It's disingenuis to try and sell it with emotion. It's also not so easy as the generalizing that Krugman and Reinhardt used. Krugman's primary tool is ideological hyperbole, Nobel prize notwithstanding. Would you recommend advice on international peace from Nobel winner Arafat?

It's also unfair to suggest that a free-market system is void of community values, social justice, or that it does not appreciate the dignity and worth of every human being.

At a time when the gap between rich and poor in our nation is at its widest ever, the greed of a few has jeopardized the social, economic, and healthcare security of all of us.

No it hasn't.
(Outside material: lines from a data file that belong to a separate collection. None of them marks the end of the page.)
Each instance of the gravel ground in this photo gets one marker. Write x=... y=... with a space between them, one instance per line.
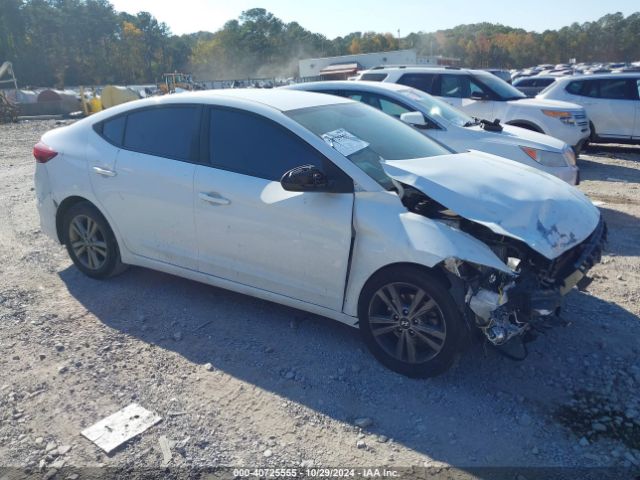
x=243 y=382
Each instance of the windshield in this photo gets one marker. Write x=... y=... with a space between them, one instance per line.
x=500 y=87
x=438 y=109
x=371 y=136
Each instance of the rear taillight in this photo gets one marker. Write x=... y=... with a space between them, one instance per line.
x=43 y=152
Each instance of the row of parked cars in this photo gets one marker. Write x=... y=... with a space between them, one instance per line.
x=576 y=109
x=563 y=69
x=372 y=203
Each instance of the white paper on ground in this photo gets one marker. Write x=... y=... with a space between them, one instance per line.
x=344 y=142
x=114 y=430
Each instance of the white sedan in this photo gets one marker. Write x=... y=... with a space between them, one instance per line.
x=458 y=131
x=323 y=204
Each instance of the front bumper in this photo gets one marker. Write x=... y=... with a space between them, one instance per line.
x=518 y=305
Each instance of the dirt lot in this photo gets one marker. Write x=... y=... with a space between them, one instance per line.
x=243 y=382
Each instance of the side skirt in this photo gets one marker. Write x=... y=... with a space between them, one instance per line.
x=241 y=288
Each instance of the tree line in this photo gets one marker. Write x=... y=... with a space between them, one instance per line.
x=73 y=42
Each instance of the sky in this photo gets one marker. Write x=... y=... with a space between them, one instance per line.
x=339 y=17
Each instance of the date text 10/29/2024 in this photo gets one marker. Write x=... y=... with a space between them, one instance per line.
x=315 y=473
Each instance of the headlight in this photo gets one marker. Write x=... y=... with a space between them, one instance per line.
x=563 y=116
x=548 y=159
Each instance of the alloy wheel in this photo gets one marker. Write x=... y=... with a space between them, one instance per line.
x=88 y=242
x=407 y=323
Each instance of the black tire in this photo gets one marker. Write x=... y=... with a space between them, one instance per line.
x=105 y=259
x=444 y=318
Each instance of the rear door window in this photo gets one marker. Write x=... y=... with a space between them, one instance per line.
x=113 y=130
x=421 y=81
x=170 y=132
x=575 y=88
x=250 y=144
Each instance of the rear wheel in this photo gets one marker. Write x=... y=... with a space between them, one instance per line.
x=90 y=241
x=410 y=322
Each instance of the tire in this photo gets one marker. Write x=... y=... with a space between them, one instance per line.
x=430 y=336
x=90 y=242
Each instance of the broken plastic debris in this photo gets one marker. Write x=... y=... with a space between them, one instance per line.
x=114 y=430
x=344 y=142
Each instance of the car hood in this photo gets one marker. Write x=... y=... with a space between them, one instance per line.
x=544 y=103
x=511 y=135
x=507 y=197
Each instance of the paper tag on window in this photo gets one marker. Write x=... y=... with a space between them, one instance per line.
x=344 y=142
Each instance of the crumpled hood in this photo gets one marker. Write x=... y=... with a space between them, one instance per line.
x=509 y=198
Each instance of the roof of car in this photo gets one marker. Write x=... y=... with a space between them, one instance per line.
x=595 y=76
x=348 y=85
x=537 y=77
x=425 y=69
x=277 y=98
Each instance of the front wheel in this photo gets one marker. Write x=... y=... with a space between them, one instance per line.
x=90 y=241
x=410 y=322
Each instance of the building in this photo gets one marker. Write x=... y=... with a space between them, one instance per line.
x=342 y=67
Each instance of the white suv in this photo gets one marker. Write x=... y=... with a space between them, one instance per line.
x=612 y=102
x=483 y=95
x=458 y=131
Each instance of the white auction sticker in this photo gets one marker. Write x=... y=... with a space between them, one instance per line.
x=344 y=142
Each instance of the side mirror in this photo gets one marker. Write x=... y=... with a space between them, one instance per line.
x=307 y=178
x=478 y=96
x=414 y=118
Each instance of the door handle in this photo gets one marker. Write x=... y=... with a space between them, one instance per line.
x=104 y=172
x=213 y=198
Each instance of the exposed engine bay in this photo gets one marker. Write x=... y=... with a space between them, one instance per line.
x=505 y=305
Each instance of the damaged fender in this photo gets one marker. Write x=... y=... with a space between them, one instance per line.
x=507 y=197
x=387 y=234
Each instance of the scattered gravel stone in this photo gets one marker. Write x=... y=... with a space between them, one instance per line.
x=525 y=420
x=64 y=449
x=363 y=422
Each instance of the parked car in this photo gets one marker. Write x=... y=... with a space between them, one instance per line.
x=323 y=204
x=612 y=102
x=503 y=74
x=455 y=129
x=531 y=86
x=485 y=96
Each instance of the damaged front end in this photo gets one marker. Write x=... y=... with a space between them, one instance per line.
x=505 y=305
x=521 y=299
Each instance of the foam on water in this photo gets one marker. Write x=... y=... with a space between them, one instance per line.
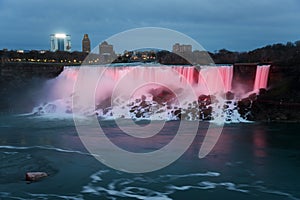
x=130 y=187
x=152 y=101
x=44 y=148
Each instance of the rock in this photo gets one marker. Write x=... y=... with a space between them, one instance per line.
x=35 y=176
x=229 y=95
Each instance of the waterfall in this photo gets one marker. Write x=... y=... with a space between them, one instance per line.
x=158 y=99
x=261 y=77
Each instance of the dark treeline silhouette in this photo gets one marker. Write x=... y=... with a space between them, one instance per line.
x=278 y=54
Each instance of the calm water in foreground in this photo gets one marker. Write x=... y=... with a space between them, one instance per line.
x=250 y=161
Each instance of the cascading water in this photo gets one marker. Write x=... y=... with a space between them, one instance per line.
x=151 y=101
x=261 y=77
Costa Rica supposedly has a superior distributive socialized health care system, but their income gap is almost .49...higher than the US. Canada's income gap is getting wider as well. Does that mean the system should become more socialized? Just trying to put together it seemingly unconnected items here.

There are several myths and lies that have been told so often about the Canadian system that they have been accepted as the truth here in the United States; you've apparently borrowed a page from Karl Rove and the Bushmen. The opponents of reform in the United States are driven by ideology. They will not allow health policy science to interfere with their anti-government message. They do not seek the truth. Instead, they craft messages that paint a terribly inaccurate picture of the Canadian health care system.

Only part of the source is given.